Thème : Recherche : orientée vers la pratique, action, évaluative...

Type : Recherche : orientée vers la pratique, action, évaluative...

Auteur(s) :

CREUX Gérard (France) – gerard.creux@irts-fc.fr

Résumé :

La présente communication s’inscrit dans l’axe 3 de l’appel à communication. Elle est la suite d’une recherche présentée lors du précédent congrès de l’AIFRIS (2011) et qui portait sur une analyse des lettres de motivations des candidats aux concours d’entrée à une formation de travailleur social. Nous avions pu ainsi avancer que si la dimension vocationnelle était toujours présente, elle ne suffit cependant pas pour rentrer dans un centre de formation, encore faut-il pouvoir se projeter dans la profession.

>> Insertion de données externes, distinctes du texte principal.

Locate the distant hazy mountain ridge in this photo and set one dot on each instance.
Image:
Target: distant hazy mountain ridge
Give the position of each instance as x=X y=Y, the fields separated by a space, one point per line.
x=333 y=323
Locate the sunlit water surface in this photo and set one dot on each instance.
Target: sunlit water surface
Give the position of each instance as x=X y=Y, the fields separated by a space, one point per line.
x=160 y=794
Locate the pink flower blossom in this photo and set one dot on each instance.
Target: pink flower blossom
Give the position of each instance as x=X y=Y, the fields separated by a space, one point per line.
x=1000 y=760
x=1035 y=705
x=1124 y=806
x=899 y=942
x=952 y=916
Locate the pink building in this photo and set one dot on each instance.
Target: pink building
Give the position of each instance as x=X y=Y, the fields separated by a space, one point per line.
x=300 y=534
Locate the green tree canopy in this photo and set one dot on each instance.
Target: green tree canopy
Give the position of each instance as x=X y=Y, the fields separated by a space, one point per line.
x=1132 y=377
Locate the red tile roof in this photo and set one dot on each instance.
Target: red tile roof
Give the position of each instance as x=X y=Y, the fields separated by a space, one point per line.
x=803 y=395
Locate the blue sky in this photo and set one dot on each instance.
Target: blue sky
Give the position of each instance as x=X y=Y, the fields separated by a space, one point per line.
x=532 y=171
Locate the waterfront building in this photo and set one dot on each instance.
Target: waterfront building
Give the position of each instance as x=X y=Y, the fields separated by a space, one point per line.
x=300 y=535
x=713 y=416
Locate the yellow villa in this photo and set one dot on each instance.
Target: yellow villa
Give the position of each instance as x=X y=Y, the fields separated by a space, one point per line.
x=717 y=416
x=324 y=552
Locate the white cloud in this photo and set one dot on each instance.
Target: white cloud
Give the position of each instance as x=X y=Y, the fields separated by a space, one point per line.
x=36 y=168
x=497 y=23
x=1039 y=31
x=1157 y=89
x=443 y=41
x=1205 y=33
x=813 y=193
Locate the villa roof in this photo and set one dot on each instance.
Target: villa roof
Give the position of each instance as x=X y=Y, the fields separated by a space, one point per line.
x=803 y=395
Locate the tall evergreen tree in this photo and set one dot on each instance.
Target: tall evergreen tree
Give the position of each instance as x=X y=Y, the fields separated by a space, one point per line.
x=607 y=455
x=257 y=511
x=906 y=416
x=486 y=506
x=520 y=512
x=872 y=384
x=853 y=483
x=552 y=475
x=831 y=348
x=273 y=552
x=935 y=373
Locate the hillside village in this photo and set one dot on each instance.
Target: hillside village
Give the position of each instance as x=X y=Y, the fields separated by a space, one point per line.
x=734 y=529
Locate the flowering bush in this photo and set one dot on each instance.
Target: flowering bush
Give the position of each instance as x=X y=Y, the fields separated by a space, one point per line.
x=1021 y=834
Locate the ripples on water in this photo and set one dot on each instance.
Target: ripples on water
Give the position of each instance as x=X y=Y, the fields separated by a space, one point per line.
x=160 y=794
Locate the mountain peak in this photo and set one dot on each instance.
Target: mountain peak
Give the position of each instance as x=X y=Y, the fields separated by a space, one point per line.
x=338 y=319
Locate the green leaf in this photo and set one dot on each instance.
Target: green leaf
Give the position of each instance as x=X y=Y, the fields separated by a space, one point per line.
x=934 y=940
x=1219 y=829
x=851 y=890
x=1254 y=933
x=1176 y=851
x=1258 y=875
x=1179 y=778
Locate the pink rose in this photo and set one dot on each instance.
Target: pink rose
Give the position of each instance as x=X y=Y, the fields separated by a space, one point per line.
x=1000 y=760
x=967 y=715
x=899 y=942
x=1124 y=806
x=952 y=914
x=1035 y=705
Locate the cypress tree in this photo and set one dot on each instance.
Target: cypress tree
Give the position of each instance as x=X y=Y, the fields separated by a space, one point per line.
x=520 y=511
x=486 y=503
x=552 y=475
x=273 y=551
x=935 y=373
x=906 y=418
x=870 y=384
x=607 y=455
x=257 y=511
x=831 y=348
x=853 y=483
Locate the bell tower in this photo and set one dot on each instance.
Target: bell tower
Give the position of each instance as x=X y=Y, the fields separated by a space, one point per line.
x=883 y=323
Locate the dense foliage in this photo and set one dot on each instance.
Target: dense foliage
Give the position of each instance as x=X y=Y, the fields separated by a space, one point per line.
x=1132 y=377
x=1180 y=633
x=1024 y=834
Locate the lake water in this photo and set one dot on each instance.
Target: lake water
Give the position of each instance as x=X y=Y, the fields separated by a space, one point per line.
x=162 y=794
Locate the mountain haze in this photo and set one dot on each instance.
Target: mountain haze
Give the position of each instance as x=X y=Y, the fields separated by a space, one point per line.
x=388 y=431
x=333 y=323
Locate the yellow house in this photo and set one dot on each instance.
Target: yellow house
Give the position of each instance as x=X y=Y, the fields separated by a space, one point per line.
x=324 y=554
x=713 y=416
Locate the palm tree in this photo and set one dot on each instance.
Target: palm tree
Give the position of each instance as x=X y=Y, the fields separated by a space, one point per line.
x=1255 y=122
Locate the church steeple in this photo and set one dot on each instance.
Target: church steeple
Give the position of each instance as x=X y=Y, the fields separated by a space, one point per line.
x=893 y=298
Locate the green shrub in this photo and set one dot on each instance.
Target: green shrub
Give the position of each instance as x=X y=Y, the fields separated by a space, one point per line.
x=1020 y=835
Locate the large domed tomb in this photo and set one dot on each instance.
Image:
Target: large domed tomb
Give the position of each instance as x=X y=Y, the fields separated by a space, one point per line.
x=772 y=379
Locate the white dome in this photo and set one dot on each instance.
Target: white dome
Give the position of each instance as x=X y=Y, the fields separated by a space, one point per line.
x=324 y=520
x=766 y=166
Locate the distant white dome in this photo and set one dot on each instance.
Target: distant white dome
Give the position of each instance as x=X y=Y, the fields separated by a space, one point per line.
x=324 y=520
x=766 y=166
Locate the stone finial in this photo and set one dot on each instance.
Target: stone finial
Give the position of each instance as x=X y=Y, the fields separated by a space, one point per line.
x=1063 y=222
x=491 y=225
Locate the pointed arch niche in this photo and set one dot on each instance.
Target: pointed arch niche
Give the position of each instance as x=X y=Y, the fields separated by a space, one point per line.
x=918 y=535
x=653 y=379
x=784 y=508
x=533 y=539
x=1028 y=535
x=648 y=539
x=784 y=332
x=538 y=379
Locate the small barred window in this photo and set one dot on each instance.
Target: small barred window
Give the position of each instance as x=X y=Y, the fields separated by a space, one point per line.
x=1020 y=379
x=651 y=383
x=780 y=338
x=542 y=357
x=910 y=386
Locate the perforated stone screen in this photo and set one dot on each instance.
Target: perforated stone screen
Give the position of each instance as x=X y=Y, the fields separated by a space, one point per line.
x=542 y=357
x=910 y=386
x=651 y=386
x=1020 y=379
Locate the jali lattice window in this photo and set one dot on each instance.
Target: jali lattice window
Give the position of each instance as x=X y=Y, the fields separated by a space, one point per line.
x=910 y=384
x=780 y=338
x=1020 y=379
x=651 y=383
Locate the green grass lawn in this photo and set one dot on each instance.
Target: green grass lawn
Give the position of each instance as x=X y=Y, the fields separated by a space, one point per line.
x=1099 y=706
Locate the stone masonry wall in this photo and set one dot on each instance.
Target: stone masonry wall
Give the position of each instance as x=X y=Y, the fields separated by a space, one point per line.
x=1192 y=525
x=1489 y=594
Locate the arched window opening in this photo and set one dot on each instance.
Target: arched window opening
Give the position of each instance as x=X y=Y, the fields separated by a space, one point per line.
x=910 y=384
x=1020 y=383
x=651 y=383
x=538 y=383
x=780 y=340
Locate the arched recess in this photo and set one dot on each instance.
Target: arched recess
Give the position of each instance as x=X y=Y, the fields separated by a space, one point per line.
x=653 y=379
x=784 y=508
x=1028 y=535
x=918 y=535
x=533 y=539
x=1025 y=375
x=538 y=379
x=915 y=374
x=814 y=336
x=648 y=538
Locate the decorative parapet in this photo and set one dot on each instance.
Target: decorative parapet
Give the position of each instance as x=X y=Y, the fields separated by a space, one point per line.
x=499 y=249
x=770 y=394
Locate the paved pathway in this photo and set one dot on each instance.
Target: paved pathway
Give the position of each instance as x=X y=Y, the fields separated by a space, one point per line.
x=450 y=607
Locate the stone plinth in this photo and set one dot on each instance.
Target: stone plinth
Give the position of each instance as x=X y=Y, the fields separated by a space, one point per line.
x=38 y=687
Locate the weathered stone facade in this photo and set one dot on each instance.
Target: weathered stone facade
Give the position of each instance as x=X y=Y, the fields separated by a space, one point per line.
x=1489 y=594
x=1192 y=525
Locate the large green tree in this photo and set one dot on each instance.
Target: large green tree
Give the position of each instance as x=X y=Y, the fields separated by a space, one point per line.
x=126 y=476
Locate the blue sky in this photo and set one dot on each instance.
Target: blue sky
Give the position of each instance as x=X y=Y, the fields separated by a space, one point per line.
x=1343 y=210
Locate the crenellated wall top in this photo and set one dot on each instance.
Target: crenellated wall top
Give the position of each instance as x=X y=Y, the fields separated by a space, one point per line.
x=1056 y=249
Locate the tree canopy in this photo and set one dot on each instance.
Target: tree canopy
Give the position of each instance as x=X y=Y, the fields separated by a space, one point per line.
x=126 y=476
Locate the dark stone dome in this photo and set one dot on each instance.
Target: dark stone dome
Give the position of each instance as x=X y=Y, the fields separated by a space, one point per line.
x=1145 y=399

Cette recherche s’est poursuivie non plus en direction des candidats, mais des étudiants en formation. En effet, l’apprentissage professionnel des travailleurs sociaux, inscrit dans une logique d’alternance, peut être analysé du point de vue de son contenu (relatifs à la législation par exemple), à partir du de ceux qui vont la mettre en place, de ceux qui vont transmettre le savoir et enfin ceux qui vont le réceptionner. Et c’est sur ce dernier point que nous allons axer notre travail. Quand bien même les centres de formation peuvent y mettre leur touche, le diplôme d’État garantit une reconnaissance qui n’est pas discutable. Mais ça ne dit cependant rien de la manière dont le futur étudiant intériorise les savoirs issus de la formation et se construit en tant que futur travailleur social et c’est cet aspect que nous proposons d’interroger.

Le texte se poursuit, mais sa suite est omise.